「そもそも、あのタイプの子は、登録してない番号は着信できないようにしてる。LINEも既読だけで返す可能性が低い。だから、メールの件名に凛たんからだって入れて、ヤマトの携帯から凛たんが送るってのが安全だろうぜ。」
「烈司さんの感では、それが一番つながりやすいですか?」
「つながりやすいね~メールして、メールで返してもらうのもいいけど、文字じゃ伝わりにくいこともあるだろう?『ますみちゃんさえよければ、電話で話しませんか?』って一文入れればいいと思うぜ。」
「なるほど!さすが烈司さ~ん!」
「あははは!瑞希お兄ちゃんより頼もしいだろう~?」
「大きなお世話だよ、烈司!」
「そういうわけなら、貸したるわ!ほれ、凛!使い方わかるか!?」
「うん!ありがとう、ヤマト!」
「できれば、P.Sをつけて、わしとハニーの仲直りの件も~」
「うん!無駄だと思うけど、入れておくね!?」
「うはははは!さすが凛!ほらなぁ~凛がそういうなら、やり直せるやん!?」
「今の返事のどこに、そんな希望を持てるんだよ!?」
「うははははは!次のデート、どこにしよー!?」
ご機嫌になったヤマトに、瑞希お兄ちゃんがツッコミを入れるが効果はない。
私は私で、それどころじゃなかったのでスルーする。
ヤマトから受け取ったスマホでメールをうつ。
ますみちゃん宛に。
祈りを込めて一文字ずつ打った。
―ますみちゃん、今日のことで直接話がしたいです。返事を下さい!―
ドキドキしながら、送信ボタンを押す。
「返事がきますように・・・・!」
「わしがかけても、応答なしやでー!?うははは・・・・」
「今すぐは無理でも、数日のうちには来るだろう?」
「そうね~女の子はデリケートだから、傷が言えて落ち着くまではね~待たないと。」
「待ちます!ますみちゃんから連絡が来るまでは!」
ぱっぱらぴー♪
間の抜けたメロディーが響く。
「あ、わしの携帯の着信音。

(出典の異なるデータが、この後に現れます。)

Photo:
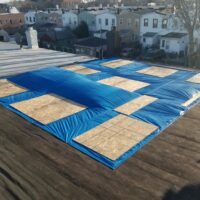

」
「ええ!?これが!?」
「そこじゃねぇだろう、凛!誰だ!?確認しろ!」
「はい、瑞希お兄ちゃん、すぐにー」
確認して、誰かわかった。
『ますみはん』と、表示されていた。
「もしもし、ますみちゃん!」
ボタンを押して話しかける。
「ますみちゃん、僕です!凛道蓮です!」
〈そうみたいだね・・・〉
元気がないけど、返事をしてくれた。
だから、思っていたことを一気に伝えた。